Godfrey Kiwanda, ancien ministre d’État du Tourisme, de la Faune et des Antiquités et ancien député de Mityana North, qui était un ami du défunt orateur, a déclaré que lorsqu’Oulanyah recevait des tests pour trouver la cause de sa maladie, il est venu le voir et a discuté de ses soupçons que quelqu’un aurait pu essayer de l’empoisonner.

« Mais il n’avait aucune preuve, il aurait pu se tromper », dit Kiwanda.

Kiwanda dit qu’il est important que toutes ces allégations soient vérifiées scientifiquement.

« Le gouvernement devrait mener une enquête pour découvrir la vérité parce que beaucoup de gens ont fait des allégations d’empoisonnement », dit Kiwanda, qui admet qu’il craint également d’être empoisonné, choisissant de manger à la maison ou dans des restaurants plus calmes qui servent des buffets pour minimiser les risques.

Un laboratoire d’analyse du gouvernement à Kampala, la capitale, a confirmé que le gouvernement enquêtait sur les allégations d’empoisonnement, car le laboratoire teste des échantillons à la demande du gouvernement, mais a refusé de commenter davantage, invoquant des problèmes d’éthique et de sécurité.

Le président Yoweri Museveni tente d’étouffer les allégations, se tournant vers son compte Twitter pour dire à ceux qui disent qu’Oulanyah a été tué que « la police devrait vous chercher ». Il a ajouté dans un Publier quelques jours seulement après la mort d’Oulanyah : « Oulanyah est mort dans un hôpital réputé, pour quelqu’un qui est éduqué d’aller dire qu’il a été tué, NON. Nous ne pouvons pas pleurer avec cette indiscipline. »

Pendant ce temps, la cantine parlementaire, un centre autrefois animé du siège du gouvernement où les membres peuvent profiter d’un repas gratuit quotidien, reste calme car le personnel et les fonctionnaires préfèrent apporter leur propre nourriture et leurs boissons.

« La peur est réelle », déclare Wilfred Niwagaba, député indépendant de Ndorwa Est. « La cantine parlementaire s’est effondrée.

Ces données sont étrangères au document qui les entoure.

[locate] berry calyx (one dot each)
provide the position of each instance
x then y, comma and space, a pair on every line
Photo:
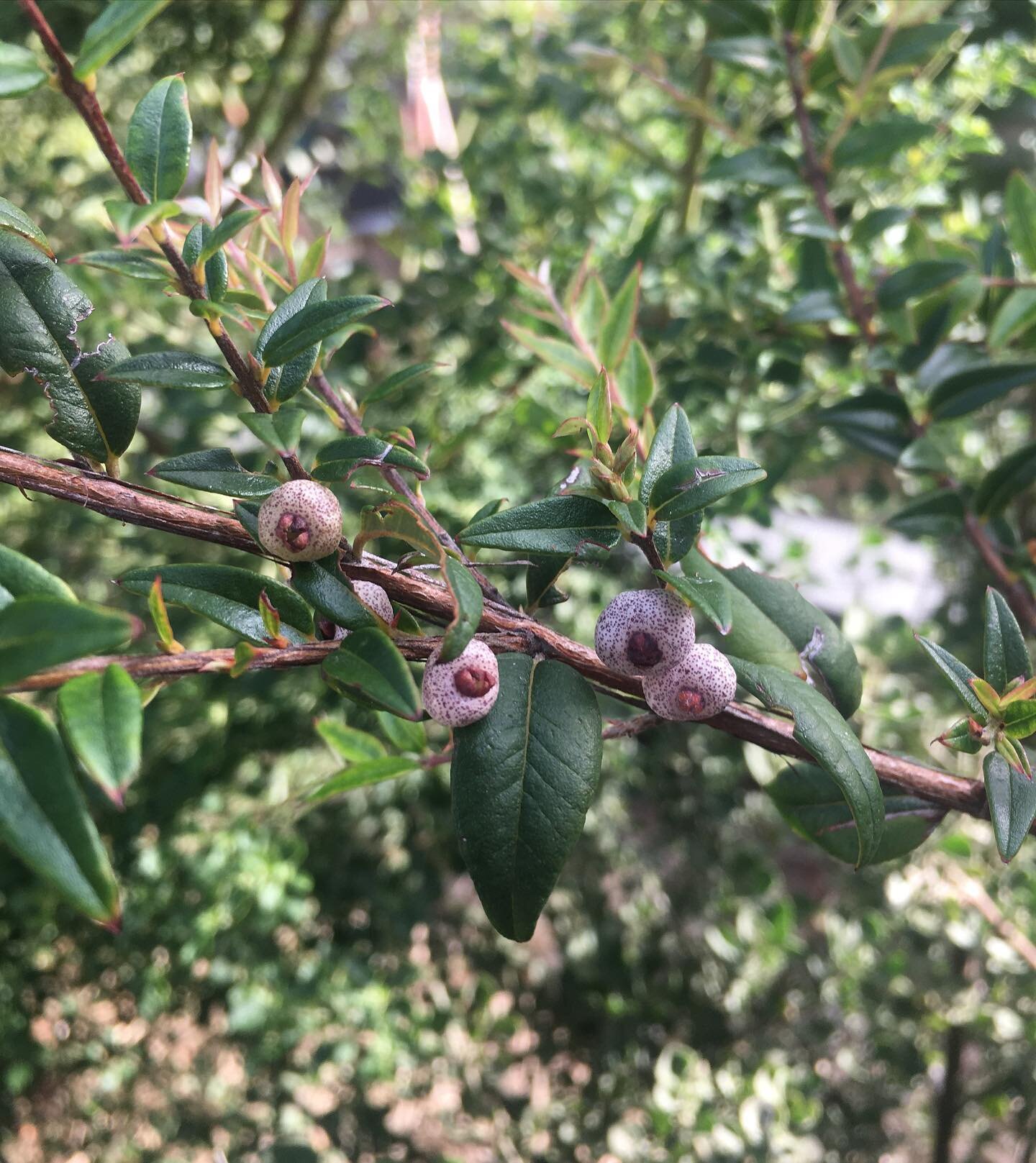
300, 521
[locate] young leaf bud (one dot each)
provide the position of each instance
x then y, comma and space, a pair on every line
463, 691
643, 629
696, 688
300, 521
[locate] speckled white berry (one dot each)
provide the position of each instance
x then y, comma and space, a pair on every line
696, 688
300, 521
463, 691
371, 595
642, 631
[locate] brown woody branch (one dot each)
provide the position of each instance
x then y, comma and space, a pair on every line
502, 628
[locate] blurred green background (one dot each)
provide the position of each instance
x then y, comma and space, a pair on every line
704, 985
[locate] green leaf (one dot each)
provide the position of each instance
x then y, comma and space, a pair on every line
112, 30
1015, 316
1001, 485
327, 590
215, 269
917, 279
672, 443
226, 229
620, 321
558, 526
103, 718
522, 780
135, 264
555, 354
42, 631
691, 485
279, 431
1012, 799
40, 311
214, 470
369, 669
468, 603
158, 142
707, 595
43, 816
813, 805
284, 383
960, 676
19, 71
340, 458
828, 739
21, 577
315, 322
1020, 718
636, 379
19, 222
753, 635
1020, 212
170, 369
396, 382
936, 514
878, 142
964, 391
364, 774
227, 596
875, 420
1005, 654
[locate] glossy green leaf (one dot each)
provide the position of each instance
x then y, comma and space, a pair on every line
19, 222
396, 382
1005, 652
40, 311
215, 269
917, 279
558, 526
43, 816
1020, 211
19, 71
814, 806
369, 669
672, 443
40, 631
340, 458
1015, 316
830, 740
1001, 485
964, 391
279, 431
170, 369
522, 780
284, 383
226, 229
313, 324
214, 470
363, 774
706, 595
158, 141
468, 604
958, 675
691, 485
327, 590
555, 354
1012, 799
112, 30
103, 718
21, 577
617, 329
227, 596
134, 264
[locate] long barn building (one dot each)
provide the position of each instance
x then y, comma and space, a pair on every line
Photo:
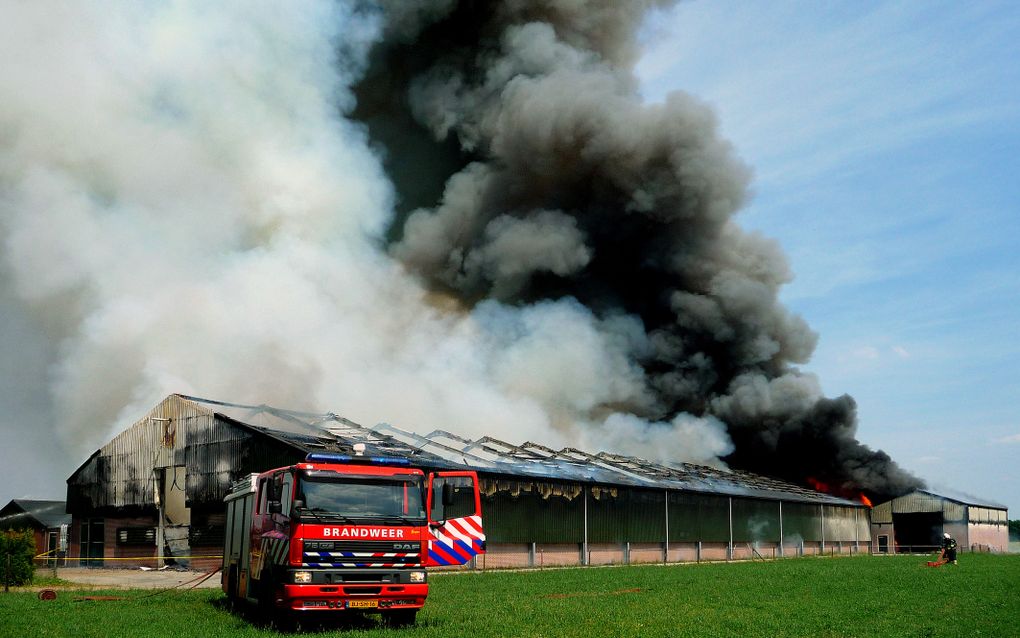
157, 489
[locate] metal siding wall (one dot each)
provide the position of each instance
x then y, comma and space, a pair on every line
622, 514
954, 511
214, 452
864, 521
755, 520
916, 502
800, 522
839, 524
882, 512
696, 517
525, 511
684, 518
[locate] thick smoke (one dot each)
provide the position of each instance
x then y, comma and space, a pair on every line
560, 184
192, 199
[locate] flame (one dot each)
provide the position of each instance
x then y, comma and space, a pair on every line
819, 486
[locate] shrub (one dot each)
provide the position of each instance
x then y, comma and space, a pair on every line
20, 546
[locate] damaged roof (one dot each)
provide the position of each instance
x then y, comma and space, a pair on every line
442, 449
21, 512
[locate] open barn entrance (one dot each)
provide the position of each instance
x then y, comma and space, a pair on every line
918, 532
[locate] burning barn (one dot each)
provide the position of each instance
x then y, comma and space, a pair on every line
156, 491
48, 523
916, 522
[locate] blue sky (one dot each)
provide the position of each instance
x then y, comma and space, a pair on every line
885, 144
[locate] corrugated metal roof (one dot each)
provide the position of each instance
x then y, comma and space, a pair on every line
47, 513
962, 497
442, 449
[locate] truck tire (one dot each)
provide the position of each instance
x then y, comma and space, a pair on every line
400, 618
232, 588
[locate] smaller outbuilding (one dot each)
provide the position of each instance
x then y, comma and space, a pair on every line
915, 523
48, 521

Ils servaient des boissons, de la nourriture, de la bière, mais ces jours-ci, vous pouvez à peine trouver quelqu’un là-bas. Les gens ont peur de l’empoisonnement. »

Plus de 1 800 meurtres par empoisonnement ont été signalés en Ouganda depuis 2009, selon le gouvernement.

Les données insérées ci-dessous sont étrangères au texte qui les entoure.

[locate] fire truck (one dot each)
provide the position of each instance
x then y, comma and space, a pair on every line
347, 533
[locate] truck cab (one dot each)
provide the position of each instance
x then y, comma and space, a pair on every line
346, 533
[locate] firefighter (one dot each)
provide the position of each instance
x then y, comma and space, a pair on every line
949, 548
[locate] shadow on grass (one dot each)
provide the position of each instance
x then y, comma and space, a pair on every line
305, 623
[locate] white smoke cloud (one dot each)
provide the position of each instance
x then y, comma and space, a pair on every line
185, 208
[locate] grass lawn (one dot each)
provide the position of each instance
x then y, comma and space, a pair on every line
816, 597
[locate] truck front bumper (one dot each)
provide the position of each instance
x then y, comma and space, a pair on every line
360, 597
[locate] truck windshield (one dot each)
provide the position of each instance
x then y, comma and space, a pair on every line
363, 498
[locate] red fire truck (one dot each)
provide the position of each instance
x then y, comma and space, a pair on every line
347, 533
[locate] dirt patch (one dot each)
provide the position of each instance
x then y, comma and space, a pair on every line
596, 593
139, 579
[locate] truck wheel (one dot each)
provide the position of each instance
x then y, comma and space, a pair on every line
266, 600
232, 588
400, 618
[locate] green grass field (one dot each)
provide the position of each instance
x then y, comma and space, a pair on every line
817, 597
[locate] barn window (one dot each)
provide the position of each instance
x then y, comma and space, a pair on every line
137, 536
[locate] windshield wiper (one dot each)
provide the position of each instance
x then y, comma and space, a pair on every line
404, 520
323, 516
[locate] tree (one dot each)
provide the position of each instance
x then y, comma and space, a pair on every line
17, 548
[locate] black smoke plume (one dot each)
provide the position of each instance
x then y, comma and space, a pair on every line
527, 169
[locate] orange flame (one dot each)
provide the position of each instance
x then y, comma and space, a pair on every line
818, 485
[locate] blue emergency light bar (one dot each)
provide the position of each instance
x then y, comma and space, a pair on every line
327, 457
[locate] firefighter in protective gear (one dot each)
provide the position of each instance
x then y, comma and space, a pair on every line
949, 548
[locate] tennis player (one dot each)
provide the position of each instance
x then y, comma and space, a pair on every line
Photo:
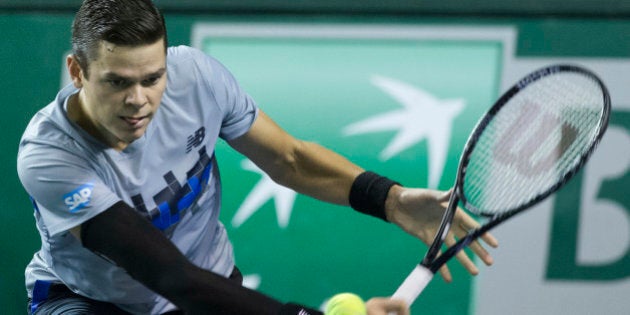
121, 170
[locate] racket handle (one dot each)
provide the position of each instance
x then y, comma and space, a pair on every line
416, 281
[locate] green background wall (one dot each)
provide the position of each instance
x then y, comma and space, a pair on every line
36, 36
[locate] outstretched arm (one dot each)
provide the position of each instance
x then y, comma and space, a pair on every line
318, 172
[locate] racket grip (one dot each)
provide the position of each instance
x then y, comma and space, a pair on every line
413, 285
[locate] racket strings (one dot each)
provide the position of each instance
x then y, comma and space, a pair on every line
533, 142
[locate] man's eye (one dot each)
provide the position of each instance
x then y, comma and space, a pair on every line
117, 83
150, 81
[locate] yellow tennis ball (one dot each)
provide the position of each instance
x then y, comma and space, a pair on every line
345, 304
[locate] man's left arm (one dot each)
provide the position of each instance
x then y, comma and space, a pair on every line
305, 167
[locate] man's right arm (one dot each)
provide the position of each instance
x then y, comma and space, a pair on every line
133, 243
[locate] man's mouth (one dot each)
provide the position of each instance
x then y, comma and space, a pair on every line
135, 121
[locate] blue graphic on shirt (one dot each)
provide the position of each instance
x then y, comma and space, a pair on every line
175, 198
78, 198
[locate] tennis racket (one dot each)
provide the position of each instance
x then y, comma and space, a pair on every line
528, 145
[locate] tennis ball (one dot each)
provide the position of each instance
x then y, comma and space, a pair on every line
345, 304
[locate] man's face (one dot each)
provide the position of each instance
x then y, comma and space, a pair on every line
122, 92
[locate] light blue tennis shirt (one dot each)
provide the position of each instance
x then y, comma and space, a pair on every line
169, 175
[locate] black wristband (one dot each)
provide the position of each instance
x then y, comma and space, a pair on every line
369, 192
295, 309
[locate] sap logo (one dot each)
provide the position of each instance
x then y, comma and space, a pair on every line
79, 198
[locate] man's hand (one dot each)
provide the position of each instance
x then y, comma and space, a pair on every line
385, 306
419, 212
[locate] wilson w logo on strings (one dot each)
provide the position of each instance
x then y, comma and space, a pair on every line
535, 142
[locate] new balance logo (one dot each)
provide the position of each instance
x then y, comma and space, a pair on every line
196, 139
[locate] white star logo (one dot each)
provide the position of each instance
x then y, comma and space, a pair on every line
422, 116
264, 190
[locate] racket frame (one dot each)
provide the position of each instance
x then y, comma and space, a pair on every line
422, 274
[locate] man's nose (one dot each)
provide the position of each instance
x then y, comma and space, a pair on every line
136, 96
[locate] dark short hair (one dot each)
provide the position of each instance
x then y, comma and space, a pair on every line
120, 22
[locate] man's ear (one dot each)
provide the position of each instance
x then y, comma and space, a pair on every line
75, 71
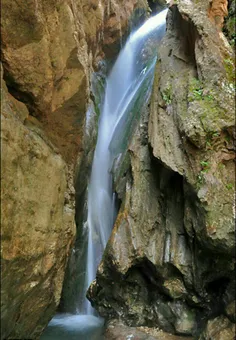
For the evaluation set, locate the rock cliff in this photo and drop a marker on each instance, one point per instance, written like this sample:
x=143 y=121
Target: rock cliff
x=170 y=259
x=49 y=52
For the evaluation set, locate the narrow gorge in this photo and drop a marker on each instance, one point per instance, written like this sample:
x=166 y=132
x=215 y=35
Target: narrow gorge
x=118 y=170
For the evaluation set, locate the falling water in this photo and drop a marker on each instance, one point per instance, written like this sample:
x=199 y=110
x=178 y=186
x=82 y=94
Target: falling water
x=134 y=66
x=128 y=89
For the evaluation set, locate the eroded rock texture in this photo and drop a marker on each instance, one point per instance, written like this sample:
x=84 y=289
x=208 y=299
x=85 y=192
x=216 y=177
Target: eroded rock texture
x=49 y=51
x=170 y=259
x=37 y=229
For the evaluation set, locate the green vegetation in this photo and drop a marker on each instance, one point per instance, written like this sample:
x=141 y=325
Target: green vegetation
x=230 y=70
x=167 y=95
x=229 y=186
x=205 y=167
x=196 y=91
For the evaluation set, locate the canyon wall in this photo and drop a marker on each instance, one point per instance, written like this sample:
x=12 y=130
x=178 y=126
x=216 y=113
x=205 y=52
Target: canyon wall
x=49 y=52
x=170 y=259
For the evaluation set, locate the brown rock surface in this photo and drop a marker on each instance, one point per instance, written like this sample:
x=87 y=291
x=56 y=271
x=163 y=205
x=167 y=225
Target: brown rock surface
x=218 y=11
x=170 y=259
x=49 y=53
x=37 y=230
x=118 y=331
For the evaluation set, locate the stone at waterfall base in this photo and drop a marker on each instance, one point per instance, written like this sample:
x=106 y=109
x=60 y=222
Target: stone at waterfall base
x=116 y=330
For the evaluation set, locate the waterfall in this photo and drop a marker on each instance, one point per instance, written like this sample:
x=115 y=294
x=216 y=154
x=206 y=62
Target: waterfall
x=133 y=68
x=127 y=91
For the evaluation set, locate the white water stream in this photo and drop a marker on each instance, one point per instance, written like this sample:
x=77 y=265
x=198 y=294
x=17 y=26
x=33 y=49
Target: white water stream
x=129 y=82
x=132 y=68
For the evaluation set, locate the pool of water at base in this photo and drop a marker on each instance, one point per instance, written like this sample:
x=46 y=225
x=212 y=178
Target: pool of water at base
x=74 y=327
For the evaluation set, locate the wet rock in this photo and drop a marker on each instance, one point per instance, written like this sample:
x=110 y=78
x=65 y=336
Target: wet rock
x=116 y=330
x=219 y=328
x=168 y=262
x=37 y=230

Betty Nambooze Bakireke, députée de la municipalité de Mukono, affirme avoir été empoisonnée en 2007 alors qu’elle faisait campagne contre les expulsions dans sa région et affirme qu’elle a toujours des problèmes de santé.

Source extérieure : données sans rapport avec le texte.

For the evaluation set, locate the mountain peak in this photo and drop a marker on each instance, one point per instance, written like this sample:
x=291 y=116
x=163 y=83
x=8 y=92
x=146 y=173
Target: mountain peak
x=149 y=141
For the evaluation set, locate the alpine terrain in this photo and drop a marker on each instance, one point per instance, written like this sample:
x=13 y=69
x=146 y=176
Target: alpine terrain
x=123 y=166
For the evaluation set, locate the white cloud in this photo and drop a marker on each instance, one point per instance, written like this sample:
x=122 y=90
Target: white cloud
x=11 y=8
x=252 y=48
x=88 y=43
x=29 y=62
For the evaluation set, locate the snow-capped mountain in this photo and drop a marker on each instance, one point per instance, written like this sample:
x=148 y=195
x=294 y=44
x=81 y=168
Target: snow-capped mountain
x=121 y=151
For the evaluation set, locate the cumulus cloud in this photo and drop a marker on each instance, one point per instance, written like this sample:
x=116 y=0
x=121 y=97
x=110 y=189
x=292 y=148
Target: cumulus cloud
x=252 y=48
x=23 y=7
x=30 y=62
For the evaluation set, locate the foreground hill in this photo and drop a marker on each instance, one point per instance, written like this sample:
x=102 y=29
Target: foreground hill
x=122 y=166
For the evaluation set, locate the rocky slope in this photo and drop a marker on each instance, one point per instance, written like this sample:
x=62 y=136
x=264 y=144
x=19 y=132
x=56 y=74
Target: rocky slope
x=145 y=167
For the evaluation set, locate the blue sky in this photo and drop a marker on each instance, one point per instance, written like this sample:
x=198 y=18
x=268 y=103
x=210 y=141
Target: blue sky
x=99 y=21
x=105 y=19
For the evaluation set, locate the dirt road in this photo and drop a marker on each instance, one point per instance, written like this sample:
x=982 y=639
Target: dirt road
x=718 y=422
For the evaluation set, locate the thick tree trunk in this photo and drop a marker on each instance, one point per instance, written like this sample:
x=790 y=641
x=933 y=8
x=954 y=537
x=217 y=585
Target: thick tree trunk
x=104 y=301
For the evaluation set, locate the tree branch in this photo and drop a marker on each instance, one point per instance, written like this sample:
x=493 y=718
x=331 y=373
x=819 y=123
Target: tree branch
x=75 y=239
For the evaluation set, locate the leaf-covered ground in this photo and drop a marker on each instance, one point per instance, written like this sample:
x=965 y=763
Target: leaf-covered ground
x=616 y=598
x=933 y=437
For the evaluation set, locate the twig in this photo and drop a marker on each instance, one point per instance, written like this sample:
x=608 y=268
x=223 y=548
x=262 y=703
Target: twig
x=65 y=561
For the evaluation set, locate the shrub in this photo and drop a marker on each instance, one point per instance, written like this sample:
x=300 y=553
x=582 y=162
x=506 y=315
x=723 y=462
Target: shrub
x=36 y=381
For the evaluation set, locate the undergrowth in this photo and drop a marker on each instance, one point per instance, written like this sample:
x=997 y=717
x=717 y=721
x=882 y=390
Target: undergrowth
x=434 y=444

Dans un message qu’elle a envoyé de son lit d’hôpital enAux États-Unis, alors qu’elle attendait une intervention chirurgicale pour des blessures à la colonne vertébrale qu’elle a subies en 2018, elle se souvient comment elle a été « attrapée » par la police et jetée dans une voiture. Elle dit que les agents se sont ensuite assis sur elle et « ont commencé à me piquer avec des piqûres en forme d’aiguille ». À la gare, elle a commencé à vomir et a été emmenée à l’hôpital. À sa libération, le personnel médical lui a dit qu’on lui avait injecté des « liquides », mais ils n’ont pas pu établir précisément quoi, dit-elle.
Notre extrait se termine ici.